Turn your python microservice to an interactive dashboard instantly

Photo by Sigmund taken from Unsplash
Photo by Sigmund taken from Unsplash

Streamlit in Summary

Streamlit is an open-source app framework and is a popular tool among data scientists as it helps them to quickly deploy their development into an interactive GUI / Dashboard. In addition, If you understand python, implementing Streamlit will not be complicated and only a small amount of time is required to be invested to pick up this tool and start using it.

Overview

In this article, we will deploy a microservice on Google Cloud Run that will have an Interactive Dashboard that is created using Python and Streamlit. If you would prefer to see the raw script, it is available on Github.

(1) Let’s start by preparing the Streamlit application code – (app.py)

We will need to import the required python packages that our application will be using. To allow Streamlit to works, we will need to add "import streamlit".

Import Modules Required
Import Modules Required

Next, we will prepare the main body of our application which consists of our python functions and Streamlit codes which determine what will be displayed on the interface. Let’s begin by adding a Header, Sub-Header, and Emoji.

Streamlit: Title, Sub-Header, Emoji
Streamlit: Title, Sub-Header, Emoji
  • st.title: suitable for defining the main title of the application.
  • st.subheader: suitable heading levels that can be used (another heading level will be st.header).
  • ":star:" This approach can be used to add emoji to the Interface⭐️.

Now that we have our Header & Subheader define, let’s add a drop-down menu on the left side of our interface so that users have an option to select. In this example, we will provide 2 options for users to choose from.

Streamlit: Side Bar
Streamlit: Side Bar
  • st.sidebar: Pinned our widget on the left.
  • st.sidebar.selectbox : A drop-down menu on the sidebar for users to pick their options.

With select options implemented, we will then need to include navigation logic whereby if the user selects the option "View all Books" a table of all the books will be printed and if the user selects the option "Seach for Books by Ratings", an interactive slider bar will be displayed where user can view books by the ratings. Here we will be using the if…elif conditions.

Streamlit: Print Table
Streamlit: Print Table
  • st.write: Can be used as a swiss-army knife to print text/variables.
  • st.table: Prints a static table whereby the entire table will be printed onto the screen. An alternative approach to print a dataframe table will be using st.dataframe.
Streamlit: Slider
Streamlit: Slider
  • st.slider: Allows selecting a range of values by passing 2 elements using the slider.

We are almost there, with our main application script completed we can now deploy our Microservice onto Google Cloud Run.

(2) Preparing the libraries required – (requirements.txt)

  • Add in ‘streamlit’ in requirements.txt file

We will need to add Streamlit Library in our requirements.txt file which the Docker Container uses to install the packages listed there.

# File: requirements.txt 
google-api-core
google-cloud-bigquery
pandas
pandas-gbq
gcsfs
streamlit

(3) Add in the command to run our Streamlit app in the Dockerfile – (Dockerfile)

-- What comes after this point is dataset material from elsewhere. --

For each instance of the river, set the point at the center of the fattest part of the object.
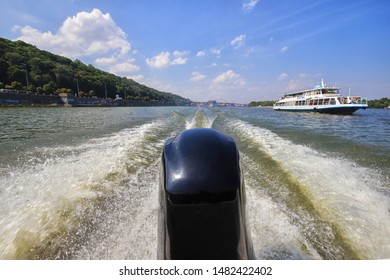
(82, 183)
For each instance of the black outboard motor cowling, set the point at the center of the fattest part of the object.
(202, 198)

As we are deploying our microservice on Google Cloud Run, we will need to containerize the application using docker. Adding the command ‘streamlit run’ in a Dockerfile is required in order to run the app. If you would like to understand more about Docker, you can refer to their documentation.

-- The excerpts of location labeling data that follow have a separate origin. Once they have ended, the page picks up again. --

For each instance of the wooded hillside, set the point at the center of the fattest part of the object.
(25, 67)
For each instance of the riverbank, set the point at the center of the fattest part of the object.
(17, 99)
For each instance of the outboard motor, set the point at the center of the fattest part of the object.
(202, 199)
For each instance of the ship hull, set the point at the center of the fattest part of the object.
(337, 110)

CMD streamlit run --server.port 8080 --server.enableCORS false app.py

You may also refer to the full Dockerfile on Github.

(4) Deploy the Application & Look at our Final Result!

We will deploy our application on Google Cloud Run which is a serverless environment platform. In order to successfully deploy our application to Google Cloud Run, we will need to build our docker image and push the image into Google Cloud Registry. Once the build is completed, we can deploy the newly built image on Cloud Run. Do ensure you have the files required to deploy the application before building the docker image.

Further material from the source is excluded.